Iyengar, the daughter of Sikh immigrants, grew up in a culture in which you lived by rules -- set either by God or your parents. She explains how we are shaped by cultural traditions and societal influences.

The Columbia University professor also conducted surveys with people of all ages from all walks of life and Asian and Western sensibilities.

Noting the trend for global organizations to link diverse groups of employees in locations around the world, she says they need to implement practices that ensure a high degree of efficiency, without running afoul of cultural differences or expectations.

To avoid conflict, Iyengar believes the first step is always to figure out what people really want. Talk to them individually to determine their needs and priorities, and then search for common ground.

In a political context, a world leader's choice should be guided by 10 percent intuition to set goals and 90 percent reason to achieve them, she said.

Studies of individualist and collectivist societies reveal that one links identity to group affiliation, while the other emphasizes the importance of personal choice.

True choice, the author says, requires a person to have the ability to select an option and not be prevented from it by an external force.

When we cannot maintain control or it is taken away from us, as demonstrated by an experiment conducted on dogs, we feel helpless and immobilized.

That conditioning, when applied to society by, say, a totalitarian government, can result in a passive and compliant population. For example, after the breakup of the Soviet Union, some people who had longed for freedom, were unable to cope, economically or mentally. The author spoke with a woman who felt adrift in her new life, without the restrictive albeit familiar controls of the old days to which an entire generation of people had been conditioned.

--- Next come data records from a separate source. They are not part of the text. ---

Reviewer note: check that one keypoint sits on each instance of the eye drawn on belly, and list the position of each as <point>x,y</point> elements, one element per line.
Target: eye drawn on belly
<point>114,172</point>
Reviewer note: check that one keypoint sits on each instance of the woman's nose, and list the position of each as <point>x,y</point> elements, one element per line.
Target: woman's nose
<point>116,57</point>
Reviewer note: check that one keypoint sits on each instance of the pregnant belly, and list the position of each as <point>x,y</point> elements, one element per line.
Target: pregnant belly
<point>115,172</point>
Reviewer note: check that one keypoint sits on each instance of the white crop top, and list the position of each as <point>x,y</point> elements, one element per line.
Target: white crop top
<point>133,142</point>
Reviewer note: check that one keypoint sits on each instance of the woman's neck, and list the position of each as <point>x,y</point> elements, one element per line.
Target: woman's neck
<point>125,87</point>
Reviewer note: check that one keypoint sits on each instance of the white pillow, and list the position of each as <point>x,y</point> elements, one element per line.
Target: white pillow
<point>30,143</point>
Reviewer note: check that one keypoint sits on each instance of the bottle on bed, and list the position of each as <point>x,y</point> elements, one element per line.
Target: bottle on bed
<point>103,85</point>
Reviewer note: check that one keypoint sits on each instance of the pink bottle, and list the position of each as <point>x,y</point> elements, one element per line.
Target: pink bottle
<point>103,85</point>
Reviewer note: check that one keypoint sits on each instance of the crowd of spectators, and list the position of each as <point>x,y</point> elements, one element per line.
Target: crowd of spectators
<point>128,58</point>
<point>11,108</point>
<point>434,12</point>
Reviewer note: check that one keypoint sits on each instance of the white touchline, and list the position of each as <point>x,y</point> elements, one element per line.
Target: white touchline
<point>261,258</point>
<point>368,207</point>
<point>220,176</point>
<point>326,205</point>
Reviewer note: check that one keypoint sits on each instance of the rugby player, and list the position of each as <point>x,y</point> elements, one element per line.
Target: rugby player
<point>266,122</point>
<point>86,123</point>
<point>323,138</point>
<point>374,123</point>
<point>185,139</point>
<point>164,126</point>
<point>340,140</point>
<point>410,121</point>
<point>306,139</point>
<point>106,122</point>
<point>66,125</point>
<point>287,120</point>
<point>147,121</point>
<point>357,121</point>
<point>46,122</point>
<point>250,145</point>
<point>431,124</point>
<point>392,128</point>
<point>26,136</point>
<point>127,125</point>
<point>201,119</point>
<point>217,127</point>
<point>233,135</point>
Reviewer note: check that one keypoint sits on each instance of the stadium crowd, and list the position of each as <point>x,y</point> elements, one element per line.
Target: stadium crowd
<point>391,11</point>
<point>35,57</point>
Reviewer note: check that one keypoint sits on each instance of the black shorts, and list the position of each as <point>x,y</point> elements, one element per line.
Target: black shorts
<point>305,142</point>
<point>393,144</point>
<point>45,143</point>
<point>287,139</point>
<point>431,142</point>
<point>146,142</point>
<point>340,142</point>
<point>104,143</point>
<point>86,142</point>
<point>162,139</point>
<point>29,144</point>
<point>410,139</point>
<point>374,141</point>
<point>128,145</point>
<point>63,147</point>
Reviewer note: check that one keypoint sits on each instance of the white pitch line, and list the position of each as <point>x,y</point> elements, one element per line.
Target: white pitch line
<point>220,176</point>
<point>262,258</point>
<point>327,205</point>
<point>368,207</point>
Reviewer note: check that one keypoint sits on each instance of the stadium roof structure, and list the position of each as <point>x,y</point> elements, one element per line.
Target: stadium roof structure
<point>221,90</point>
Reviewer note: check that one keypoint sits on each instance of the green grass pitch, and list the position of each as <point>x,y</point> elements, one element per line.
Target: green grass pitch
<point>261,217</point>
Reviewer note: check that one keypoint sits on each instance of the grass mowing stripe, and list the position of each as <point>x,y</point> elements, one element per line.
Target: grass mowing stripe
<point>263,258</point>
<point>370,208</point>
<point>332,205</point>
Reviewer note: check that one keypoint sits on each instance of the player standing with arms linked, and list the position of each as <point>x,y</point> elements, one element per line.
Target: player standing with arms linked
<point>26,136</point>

Sometimes we are at the mercy of influences we can't even detect. The author, who is blind, says our choices about what we wear -- styles and fashion colors -- fall into a different category of manipulation. They are the result of a collective effort of designers, celebrities, advertisers and the media.

As we seek to define ourselves, research shows our need to appear sophisticated. In a test of identical wines, we will choose the higher-priced one as the best tasting. That fear of being exposed as clueless was also borne out in a study where most participants chose L'eau du Robinet to tap water.

Iyengar, who holds a doctorate in social psychology from Stanford University and a degree from Wharton School of business, says our minds operate on two levels simultaneously: one, conscious and reflective, the other unconscious and automatic. We can subconsciously register information without becoming consciously aware of it.